Creativity and innovation are two much-talked about concepts which are difficult to pin down and define, let alone teach, so I was intrigued and excited by the prospect of a ‘Skills for Success’ session centred on these ideas.  However, thanks to the wonderful representative from TeachFirst, I discovered that learning and practising creativity is not only possible, but also fun and rewarding.

The session began with an introduction and a group discussion on the questions ‘What is creativity?’ and ‘Where do ideas come from?’.  It was fascinating to hear different views on how we can be creative, although it seemed most people were in agreement that it involved doing something original, against the norm, and unexpected.  We also watched a brilliant short video by Steven Johnson about the birth and development of ideas, whose main message was that the more we connect with others and share our ideas, the better the final result or innovation will be.

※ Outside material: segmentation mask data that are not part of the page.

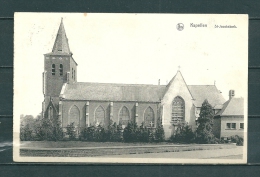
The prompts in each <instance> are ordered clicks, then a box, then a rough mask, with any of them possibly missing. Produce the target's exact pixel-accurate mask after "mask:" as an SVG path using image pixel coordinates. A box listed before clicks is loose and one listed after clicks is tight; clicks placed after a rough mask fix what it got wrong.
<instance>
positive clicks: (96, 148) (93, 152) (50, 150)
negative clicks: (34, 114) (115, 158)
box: [20, 141, 236, 157]
mask: <svg viewBox="0 0 260 177" xmlns="http://www.w3.org/2000/svg"><path fill="white" fill-rule="evenodd" d="M234 147H236V146H235V145H234V144H233V145H232V144H230V145H223V144H219V145H216V144H214V145H210V144H209V145H198V144H186V145H177V144H173V143H167V142H162V143H122V142H81V141H60V142H53V141H34V142H23V146H22V147H21V149H20V155H21V156H27V157H95V156H107V155H123V154H146V153H165V152H180V151H198V150H213V149H227V148H234ZM37 148H38V149H37ZM44 148H46V149H44ZM48 148H49V149H48ZM55 148H56V149H55ZM62 148H64V149H62Z"/></svg>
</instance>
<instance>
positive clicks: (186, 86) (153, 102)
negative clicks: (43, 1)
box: [42, 21, 226, 138]
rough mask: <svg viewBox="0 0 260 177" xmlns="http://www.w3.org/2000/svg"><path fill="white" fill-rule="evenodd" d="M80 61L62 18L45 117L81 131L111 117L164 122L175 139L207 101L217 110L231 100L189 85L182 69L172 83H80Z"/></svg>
mask: <svg viewBox="0 0 260 177" xmlns="http://www.w3.org/2000/svg"><path fill="white" fill-rule="evenodd" d="M77 66H78V64H77V62H76V60H75V59H74V58H73V54H72V52H71V51H70V48H69V43H68V38H67V36H66V33H65V29H64V25H63V21H61V23H60V26H59V29H58V33H57V36H56V40H55V42H54V46H53V49H52V51H51V52H50V53H47V54H44V72H43V94H44V101H43V103H42V115H43V117H46V118H50V119H53V118H57V119H59V120H60V121H61V125H62V127H63V128H65V127H66V126H67V125H69V124H71V123H72V122H74V124H75V126H76V127H77V129H78V130H80V129H82V128H85V127H87V126H90V125H95V124H97V123H99V124H101V125H102V126H104V127H107V126H108V124H109V121H110V120H113V122H116V123H117V124H119V123H120V124H122V126H123V128H124V127H125V126H126V125H127V123H128V122H129V121H135V122H136V123H137V124H138V125H141V124H142V123H144V125H145V126H146V127H148V128H156V126H157V124H158V123H159V122H157V121H161V123H162V125H163V128H164V131H165V137H166V138H169V137H170V136H171V135H172V134H173V133H174V131H175V130H176V127H177V125H178V124H179V123H181V122H186V123H188V124H189V125H190V126H191V127H192V128H193V130H195V129H196V127H197V126H196V119H197V118H198V116H199V112H200V107H201V105H202V103H203V101H204V100H205V99H207V100H208V102H209V103H210V104H211V105H212V106H213V109H214V111H215V113H217V112H219V111H220V110H221V109H222V106H223V104H224V103H225V102H226V100H225V99H224V97H223V96H222V94H221V92H220V91H219V90H218V89H217V87H216V86H215V85H187V84H186V82H185V80H184V77H183V75H182V73H181V72H180V71H177V73H176V75H175V76H174V77H173V78H172V79H171V81H170V82H169V83H168V84H167V85H159V84H158V85H147V84H116V83H90V82H77Z"/></svg>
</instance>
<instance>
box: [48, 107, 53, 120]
mask: <svg viewBox="0 0 260 177" xmlns="http://www.w3.org/2000/svg"><path fill="white" fill-rule="evenodd" d="M48 117H49V119H53V109H52V107H51V106H50V107H49V114H48Z"/></svg>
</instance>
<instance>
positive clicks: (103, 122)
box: [95, 106, 105, 124]
mask: <svg viewBox="0 0 260 177" xmlns="http://www.w3.org/2000/svg"><path fill="white" fill-rule="evenodd" d="M95 121H96V123H98V124H104V121H105V110H104V108H103V107H102V106H99V107H98V108H97V109H96V111H95Z"/></svg>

For the main part of the session, there were a series of fun individual and group activities which helped us to understand and practise different aspects of the creative process.  First was getting ideas down ‘on paper’ – which for this exercise was writing down as many words as possible associated with winter.  Next we practised ‘pooling ideas and forcing links’ by discussing in small groups which words we had written down, and sorting all the ideas into categories.  Borrowing ideas was the third (and most fun!) stage, where we each created a tin foil sculpture inspired by a word which someone else had written down.  Finally we worked in our groups once again to tell a story, which had to involve all of our sculptures and had to be linked to the original theme of winter.

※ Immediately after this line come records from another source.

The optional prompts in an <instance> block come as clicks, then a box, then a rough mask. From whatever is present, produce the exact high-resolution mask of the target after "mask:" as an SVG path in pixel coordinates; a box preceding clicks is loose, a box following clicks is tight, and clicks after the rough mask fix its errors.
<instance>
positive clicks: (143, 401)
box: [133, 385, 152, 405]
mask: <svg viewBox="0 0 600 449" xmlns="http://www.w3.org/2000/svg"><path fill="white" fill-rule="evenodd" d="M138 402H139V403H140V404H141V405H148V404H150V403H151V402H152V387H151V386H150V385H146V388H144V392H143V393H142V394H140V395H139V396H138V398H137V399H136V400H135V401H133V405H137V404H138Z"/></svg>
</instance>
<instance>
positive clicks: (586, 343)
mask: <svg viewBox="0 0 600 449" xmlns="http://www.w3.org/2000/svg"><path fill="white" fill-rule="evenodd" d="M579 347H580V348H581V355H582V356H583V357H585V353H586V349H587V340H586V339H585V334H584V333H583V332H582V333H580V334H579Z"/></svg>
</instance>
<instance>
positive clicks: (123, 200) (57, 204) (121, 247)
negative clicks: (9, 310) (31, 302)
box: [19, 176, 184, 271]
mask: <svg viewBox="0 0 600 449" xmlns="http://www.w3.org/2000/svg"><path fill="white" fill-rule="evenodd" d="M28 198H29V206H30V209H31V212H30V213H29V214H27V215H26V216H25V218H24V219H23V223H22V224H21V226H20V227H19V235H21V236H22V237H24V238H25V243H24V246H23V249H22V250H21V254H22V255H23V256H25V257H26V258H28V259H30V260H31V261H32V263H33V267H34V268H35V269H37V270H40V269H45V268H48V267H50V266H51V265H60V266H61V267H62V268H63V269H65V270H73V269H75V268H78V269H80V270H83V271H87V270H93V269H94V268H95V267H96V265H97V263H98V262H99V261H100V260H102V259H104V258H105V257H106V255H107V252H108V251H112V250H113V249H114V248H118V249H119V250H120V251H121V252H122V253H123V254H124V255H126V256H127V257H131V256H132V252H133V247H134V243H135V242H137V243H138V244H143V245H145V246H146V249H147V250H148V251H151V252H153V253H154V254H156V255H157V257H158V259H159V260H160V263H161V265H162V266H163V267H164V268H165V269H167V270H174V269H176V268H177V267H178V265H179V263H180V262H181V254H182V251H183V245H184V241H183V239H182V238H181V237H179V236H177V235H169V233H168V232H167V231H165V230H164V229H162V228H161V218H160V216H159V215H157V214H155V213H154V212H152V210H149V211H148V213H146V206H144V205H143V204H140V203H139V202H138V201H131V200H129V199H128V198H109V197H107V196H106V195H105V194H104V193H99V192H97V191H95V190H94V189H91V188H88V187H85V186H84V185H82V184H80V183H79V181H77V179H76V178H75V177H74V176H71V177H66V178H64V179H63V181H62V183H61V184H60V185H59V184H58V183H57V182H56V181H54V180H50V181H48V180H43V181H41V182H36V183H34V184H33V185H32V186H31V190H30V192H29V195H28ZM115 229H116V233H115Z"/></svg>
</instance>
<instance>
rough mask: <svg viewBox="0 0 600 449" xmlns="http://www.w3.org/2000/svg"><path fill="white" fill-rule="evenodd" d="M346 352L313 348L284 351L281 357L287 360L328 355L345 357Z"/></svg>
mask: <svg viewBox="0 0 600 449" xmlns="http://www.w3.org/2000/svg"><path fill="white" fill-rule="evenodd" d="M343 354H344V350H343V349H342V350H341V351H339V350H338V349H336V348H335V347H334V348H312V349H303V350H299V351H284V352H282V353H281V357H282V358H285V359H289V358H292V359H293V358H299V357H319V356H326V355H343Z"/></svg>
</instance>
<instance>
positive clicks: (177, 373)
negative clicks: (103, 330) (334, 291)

Each of these activities showed me the importance of confidently writing and voicing my ideas, as none of them would have worked if any of us had simply kept our thoughts to ourselves.  This may seem obvious, but it is an extremely important message to many perfectionists who, like me, would rather wait until they have the ‘perfect’ idea before sharing what is going on inside their heads.  We live in a world full of difficult problems, and employers are looking for graduates who can contribute to creative and innovative solutions.  Rather than letting this scare and intimidate us, we should remember that having the courage to share our ideas, and risk ‘failure’ or ‘looking silly’, is what creativity is all about. 

Kathryn (Student Ambassador for Faculty of Arts and Humanities).